Autonomous vehicles and their impact on residual values

April 21, 2026

Autonomous vehicles will reshape transportation. The question is when, and more importantly, how that timing actually affects decisions today.

However, the timeline is often overstated. Significant hurdles remain, including liability, insurance, infrastructure, ownership models, and asset deployment.

This raises a practical question for fleet operators:

Should the future of autonomous vehicles influence buying decisions today?

If autonomous vehicles do not materially impact your total cost of ownership in the near term, the answer should be no.


A simple framework: Focus on replacement cycle

The primary way autonomous vehicles could affect current decisions is through residual values.

To test this, consider a simplified scenario based on current U.S. vehicle data and one simplifying assumption.

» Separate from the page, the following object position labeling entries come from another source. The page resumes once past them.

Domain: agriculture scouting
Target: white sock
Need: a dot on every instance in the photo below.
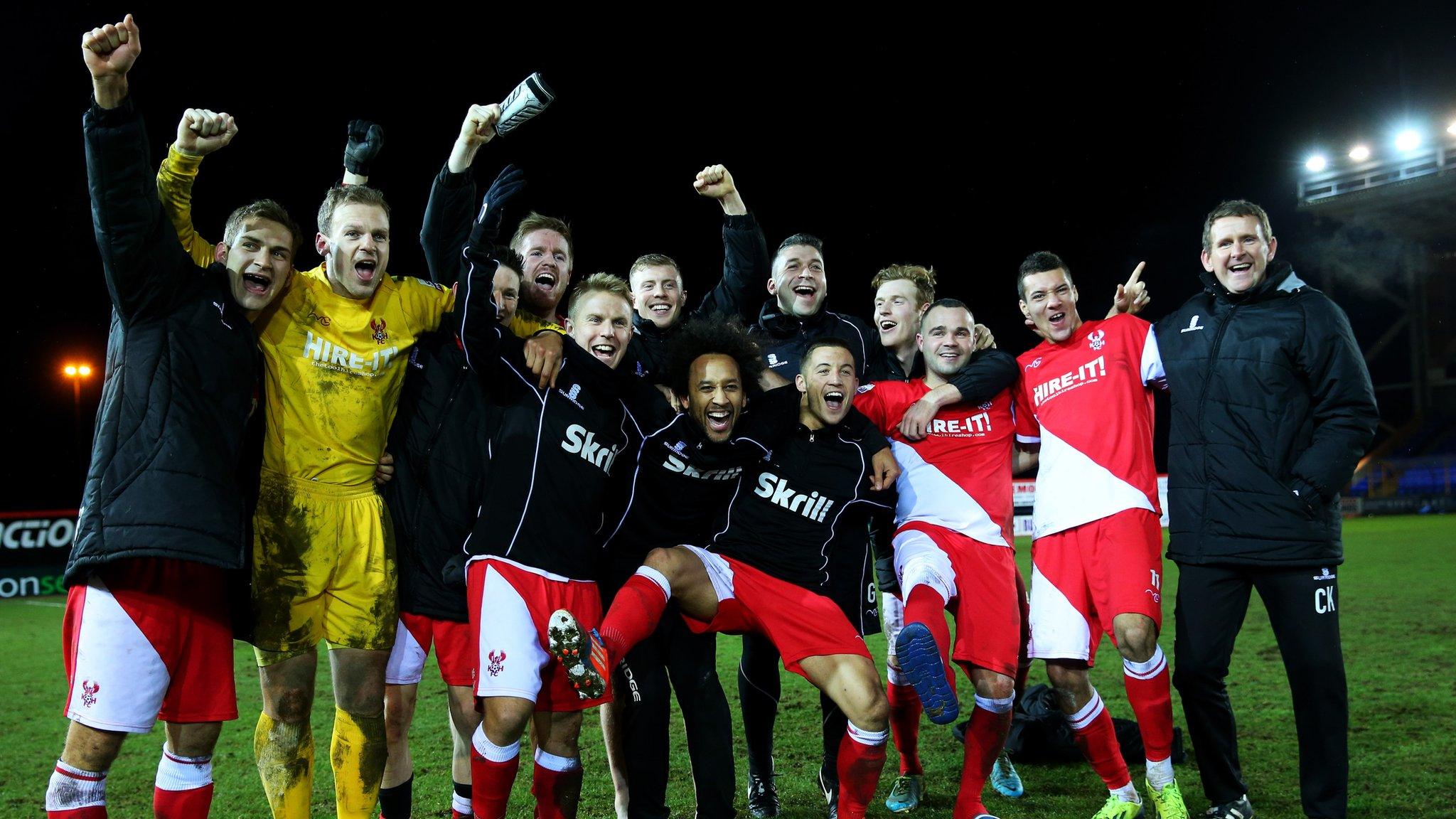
(184, 773)
(868, 738)
(657, 577)
(995, 706)
(554, 763)
(491, 751)
(1160, 773)
(1147, 669)
(73, 787)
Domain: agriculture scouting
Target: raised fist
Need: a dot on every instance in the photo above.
(479, 124)
(714, 183)
(201, 132)
(112, 48)
(366, 140)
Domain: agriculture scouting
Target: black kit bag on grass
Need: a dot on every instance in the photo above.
(1040, 734)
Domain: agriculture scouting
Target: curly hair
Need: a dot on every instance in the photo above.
(707, 336)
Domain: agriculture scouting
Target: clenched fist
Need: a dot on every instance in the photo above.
(201, 132)
(717, 184)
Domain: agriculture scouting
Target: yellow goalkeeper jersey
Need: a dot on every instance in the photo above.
(334, 372)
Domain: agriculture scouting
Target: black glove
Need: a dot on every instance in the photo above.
(493, 209)
(366, 140)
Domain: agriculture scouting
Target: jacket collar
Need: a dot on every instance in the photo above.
(647, 328)
(783, 326)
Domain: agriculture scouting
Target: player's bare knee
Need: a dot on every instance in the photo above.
(1136, 637)
(193, 739)
(504, 719)
(995, 687)
(91, 749)
(668, 562)
(291, 705)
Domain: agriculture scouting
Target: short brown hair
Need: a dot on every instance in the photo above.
(654, 259)
(348, 194)
(1042, 261)
(1235, 208)
(599, 283)
(535, 222)
(922, 277)
(262, 209)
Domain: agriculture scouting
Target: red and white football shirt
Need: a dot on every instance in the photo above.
(958, 476)
(1089, 402)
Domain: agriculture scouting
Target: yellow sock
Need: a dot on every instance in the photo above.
(284, 752)
(358, 763)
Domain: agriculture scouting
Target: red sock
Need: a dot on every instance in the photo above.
(1093, 727)
(926, 605)
(904, 726)
(1152, 701)
(632, 616)
(491, 781)
(183, 803)
(983, 742)
(557, 792)
(861, 759)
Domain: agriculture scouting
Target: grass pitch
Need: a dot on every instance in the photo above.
(1400, 637)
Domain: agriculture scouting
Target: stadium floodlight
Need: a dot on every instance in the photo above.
(1408, 140)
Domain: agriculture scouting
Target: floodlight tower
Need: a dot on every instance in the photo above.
(1403, 187)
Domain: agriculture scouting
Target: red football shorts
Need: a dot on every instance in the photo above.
(510, 606)
(1085, 576)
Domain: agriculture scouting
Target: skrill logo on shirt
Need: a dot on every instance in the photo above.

  • The average vehicle age in the U.S. is ~13 years 
  • Annual vehicle replacement is driven by a scrap rate of ~4.5% 
  • ~16 million new vehicles are sold annually compared to ~300 million vehicles on the road (~5%) 

S&P Global

  • Upfitting can occur, independently, at rates comparable to those of new vehicles sales (~5%)
    (Zeti Assumption)

Even under highly optimistic assumptions—where both new vehicle replacement and large-scale upfitting occur simultaneously—the transition to a fully autonomous fleet would still take 10+ years.

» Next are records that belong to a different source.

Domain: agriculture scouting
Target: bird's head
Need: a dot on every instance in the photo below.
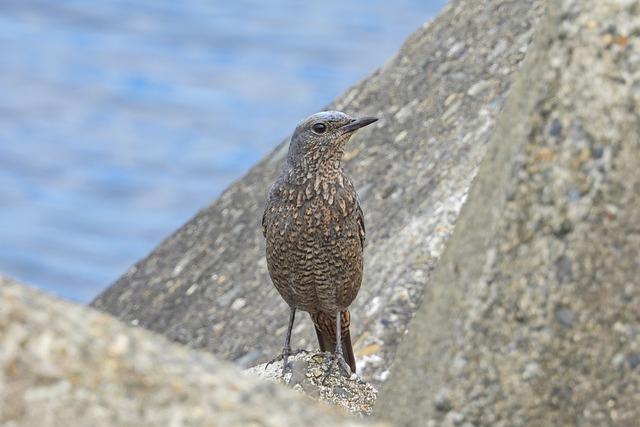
(320, 138)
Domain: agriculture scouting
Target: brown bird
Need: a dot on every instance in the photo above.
(315, 233)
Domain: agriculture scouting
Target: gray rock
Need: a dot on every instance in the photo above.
(207, 285)
(538, 287)
(66, 365)
(311, 374)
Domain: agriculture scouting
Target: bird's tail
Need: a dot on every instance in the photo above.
(325, 324)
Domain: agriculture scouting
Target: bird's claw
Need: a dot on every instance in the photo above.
(334, 360)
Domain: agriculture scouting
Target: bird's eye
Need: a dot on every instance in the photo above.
(319, 128)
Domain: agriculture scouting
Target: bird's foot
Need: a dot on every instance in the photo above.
(335, 360)
(284, 356)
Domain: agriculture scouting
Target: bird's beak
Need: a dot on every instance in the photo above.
(357, 124)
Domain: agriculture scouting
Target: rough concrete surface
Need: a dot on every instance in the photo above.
(532, 317)
(437, 100)
(312, 374)
(66, 365)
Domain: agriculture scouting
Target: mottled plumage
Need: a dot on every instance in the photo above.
(314, 228)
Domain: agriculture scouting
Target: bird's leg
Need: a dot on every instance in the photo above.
(338, 356)
(286, 350)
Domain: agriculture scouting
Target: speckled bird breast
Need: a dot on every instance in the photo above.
(315, 235)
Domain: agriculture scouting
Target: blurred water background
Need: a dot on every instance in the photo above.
(120, 119)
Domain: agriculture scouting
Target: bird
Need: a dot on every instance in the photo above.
(314, 230)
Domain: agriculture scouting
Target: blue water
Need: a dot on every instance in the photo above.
(120, 119)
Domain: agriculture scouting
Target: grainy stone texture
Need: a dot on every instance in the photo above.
(67, 365)
(309, 374)
(437, 101)
(533, 315)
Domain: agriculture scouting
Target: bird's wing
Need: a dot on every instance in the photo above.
(361, 230)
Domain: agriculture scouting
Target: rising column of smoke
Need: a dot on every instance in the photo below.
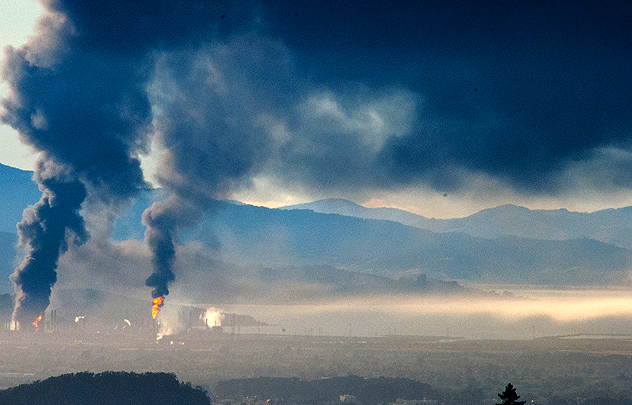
(207, 127)
(43, 234)
(87, 111)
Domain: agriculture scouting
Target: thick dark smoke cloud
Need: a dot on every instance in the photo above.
(89, 114)
(43, 233)
(335, 96)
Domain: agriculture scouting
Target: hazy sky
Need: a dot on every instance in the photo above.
(442, 108)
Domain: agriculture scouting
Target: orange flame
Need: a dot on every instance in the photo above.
(158, 302)
(36, 322)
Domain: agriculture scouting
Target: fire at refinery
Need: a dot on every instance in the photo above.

In reality, adoption will be:

  • Gradual 
  • Use-case specific 
  • Geographically concentrated 
  • Dependent on capital deployment 

A more realistic timeline is likely closer to 20+ years for broad market penetration.


What this means for residual values

Given these timelines:

  • Vehicles purchased today will largely complete their lifecycle before autonomous adoption reaches scale 
  • Residual values in the near term will continue to be driven by: 
    • Supply and demand 
    • Utilization 
    • Total cost of ownership 


Autonomous vehicles should have no material broad-market impact on residual values today, tomorrow, or in the near term.

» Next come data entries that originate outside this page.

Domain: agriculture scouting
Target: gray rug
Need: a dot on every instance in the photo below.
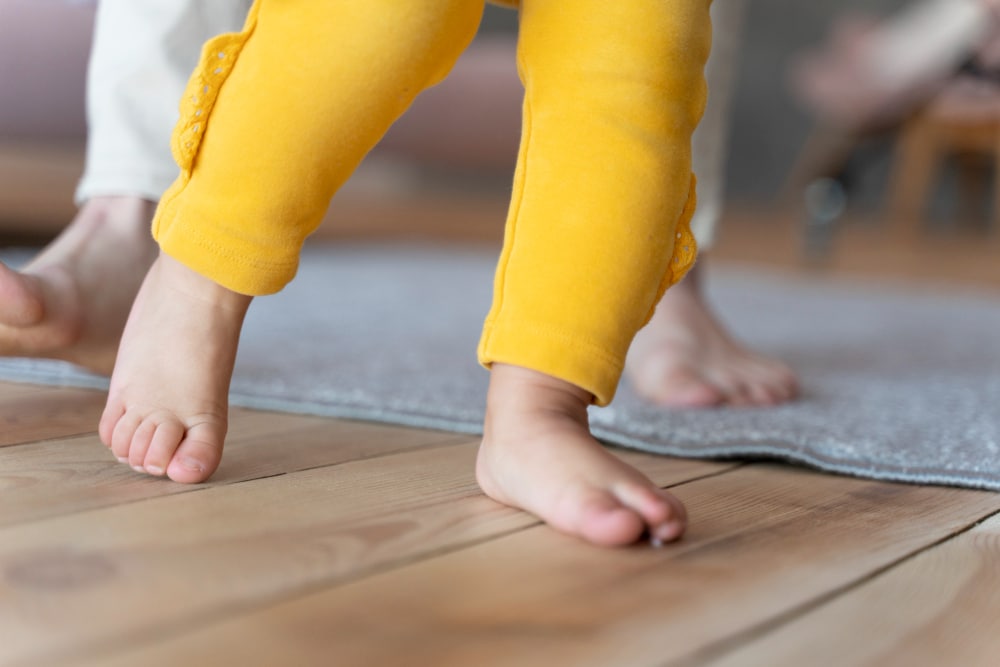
(898, 385)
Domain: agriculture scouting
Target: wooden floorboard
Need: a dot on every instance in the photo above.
(938, 608)
(764, 542)
(31, 413)
(60, 476)
(332, 542)
(162, 566)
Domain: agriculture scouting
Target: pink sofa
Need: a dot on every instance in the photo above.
(44, 46)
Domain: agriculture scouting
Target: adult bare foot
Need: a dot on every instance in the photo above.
(167, 410)
(685, 358)
(72, 300)
(537, 454)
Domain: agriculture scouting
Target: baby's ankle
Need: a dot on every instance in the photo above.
(515, 389)
(188, 281)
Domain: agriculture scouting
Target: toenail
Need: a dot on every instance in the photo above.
(666, 532)
(191, 464)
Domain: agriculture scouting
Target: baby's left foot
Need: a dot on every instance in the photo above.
(537, 454)
(685, 358)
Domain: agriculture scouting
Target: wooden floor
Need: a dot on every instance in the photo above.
(330, 542)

However, there may be localized or segment-specific effects, particularly in:

  • Urban fleets 
  • Ride-hailing 
  • Last-mile delivery 

A useful comparison: The EV transition

A relevant precedent is the shift to electric vehicles.

Despite rapid EV growth:

  • ICE vehicle residual values were not broadly disrupted 
  • Adoption remained gradual and segmented 
  • Infrastructure and economics dictated pace 

Autonomous vehicles are likely to follow a similar pattern—incremental adoption rather than immediate displacement.


Early-stage uncertainty in autonomous models

In early deployments, key questions remain unresolved:

  • Who owns the asset vs. the technology? 
  • How is residual value risk allocated between OEMs, operators, and AV providers? 
  • How are assets redeployed or remarketed? 

These factors introduce uncertainty for autonomous vehicle financing structures, but do not yet impact traditional fleet residual values.


Where fleets should focus

While residual value impact is limited in the near term, fleets should begin planning for broader structural changes.

Autonomous vehicles may drive:

  • Higher asset utilization (potentially 24/7 operation) 
  • Reduced labor costs 
  • Improved routing and fuel efficiency 
  • More optimized maintenance cycles 

These factors may ultimately have a greater impact on fleet economics than residual values alone.


The bottom line

Autonomous vehicles are coming—but not on a timeline that should change today’s fleet acquisition strategy.

For now:

  • Focus on total cost of ownership 
  • Make decisions based on current economics 
  • Monitor how adoption develops over time 

Over the next 2–5 years, the key variable is not whether autonomous vehicles exist—but how quickly they scale in real-world operations.